2. Aux termes de l'article L. 511-1 du code précité : " Le juge des référés statue par des mesures qui présentent un caractère provisoire () ". Selon l'article L. 521-3 du même code : " En cas d'urgence et sur simple requête qui sera recevable même en l'absence de décision administrative préalable, le juge des référés peut ordonner toutes autres mesures sans faire obstacle à l'exécution d'aucune décision administrative ".
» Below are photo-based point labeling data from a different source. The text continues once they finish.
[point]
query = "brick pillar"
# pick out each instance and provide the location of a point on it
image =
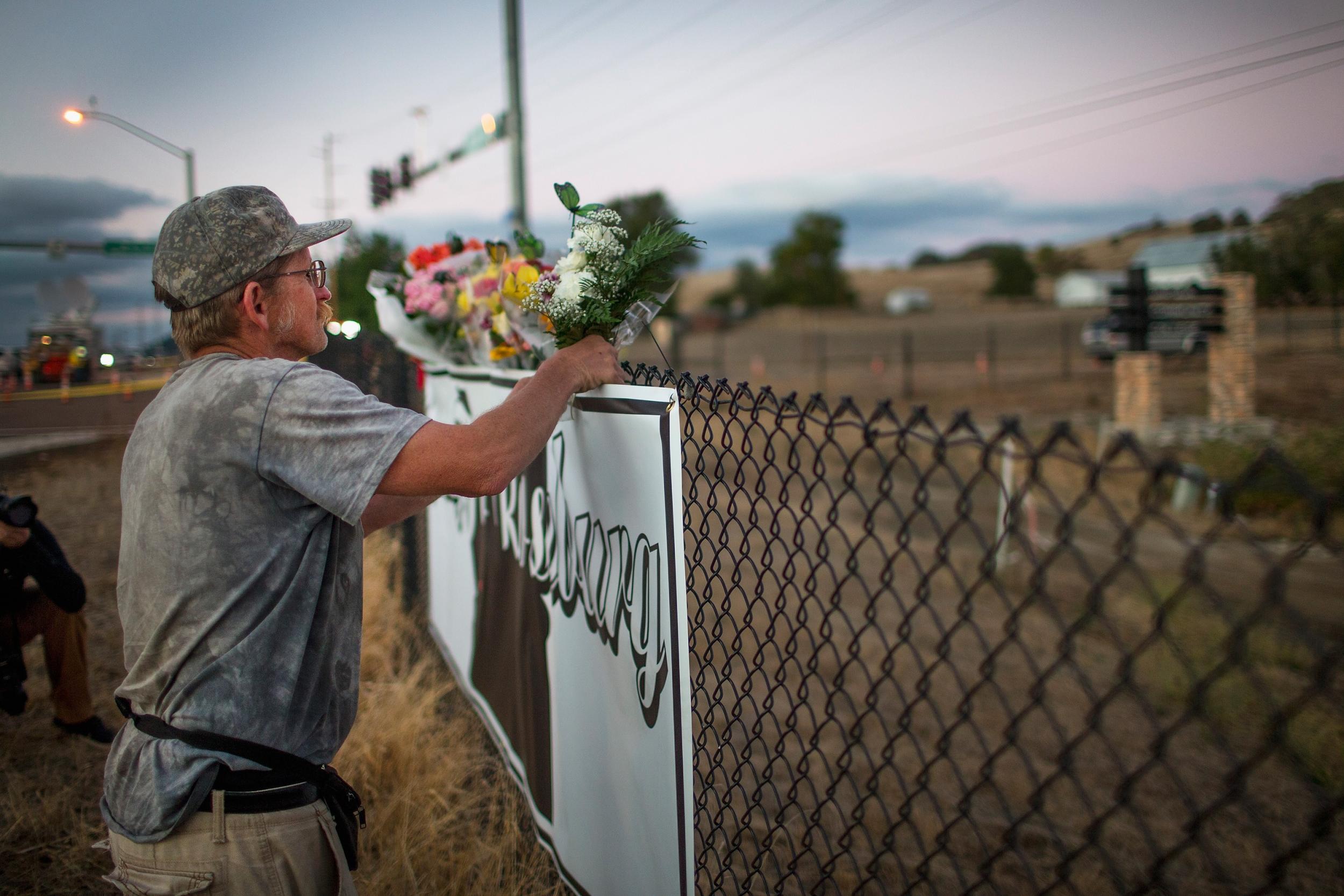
(1139, 393)
(1232, 355)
3. Saisi sur le fondement de l'article L. 521-3 du code de justice administrative d'une demande qui n'est pas manifestement insusceptible de se rattacher à un litige relevant de la compétence du juge administratif, le juge des référés peut prescrire à des fins conservatoires ou à titre provisoire, toutes mesures que l'urgence justifie, notamment sous forme d'injonctions adressées à l'administration, à la condition que ces mesures soient utiles et ne se heurtent à aucune contestation sérieuse. S'agissant de la condition d'urgence à laquelle est notamment subordonné le prononcé des mesures mentionnées à l'article L. 521-3, il appartient au juge des référés d'apprécier concrètement, compte tenu des justifications fournies par le requérant, si la situation portée à sa connaissance est de nature à porter un préjudice suffisamment grave et immédiat à un intérêt public, à la situation du requérant ou aux intérêts qu'il entend défendre. En raison du caractère subsidiaire du référé régi par l'article L. 521-3, le juge saisi sur ce fondement ne peut prescrire les mesures qui lui sont demandées lorsque leurs effets pourraient être obtenus par les procédures de référé régies par les articles L. 521-1 et L. 521-2. Enfin, il ne saurait faire obstacle à l'exécution d'une décision administrative, même celle refusant la mesure demandée, à moins qu'il ne s'agisse de prévenir un péril grave.

4. Aux termes de l'article R. 432-1 du code de l'entrée et du séjour des étrangers et du droit d'asile : " Le silence gardé par l'autorité administrative sur les demandes de titres de séjour vaut décision implicite de rejet ". Aux termes de l'article R. 432-2 du même code : " La décision implicite de rejet mentionnée à l'article R. 432-1 naît au terme d'un délai de quatre mois. ".

5. Il résulte de l'instruction, et notamment des courriers adressés par le conseil de M. B à la sous-préfecture du Raincy le 20 juin 2024, le 4 juillet 2024 et le 16 juillet 2024, que le requérant a déposé une demande de renouvellement de son titre de séjour sur le site de l' " Administration Numérique pour les Etrangers en France " le 4 mars 2024. En l'absence de réponse de l'autorité administrative dans un délai de quatre mois à compter de cette date, une décision implicite de rejet est née en application des dispositions citées au point 4. Dans ces conditions, le juge des référés ne peut, sans faire obstacle à l'exécution de cette décision, ordonner les mesures demandées par le requérant.

6. Il résulte de ce qui précède que la requête de M. B ne remplit manifestement pas les conditions de l'article L. 521-3 du code de justice administrative, et peut être rejetée en toutes ses conclusions sur le fondement de l'article L. 522-3 du même code.

O R D O N N E :

Article 1er : La requête de M. B est rejetée.

Article 2 : La présente ordonnance sera notifiée à M. A B.

Copie en sera adressée au préfet de la Seine-Saint-Denis.

Fait à Montreuil, le 13 novembre 2024.

Le juge des référés,

L. Gauchard

La République mande et ordonne au préfet de la Seine-Saint-Denis en ce qui le concerne ou à tous commissaire de justice à ce requis en ce qui concerne les voies de droit commun contre les parties privées, de pourvoir à l'exécution de la présente décision.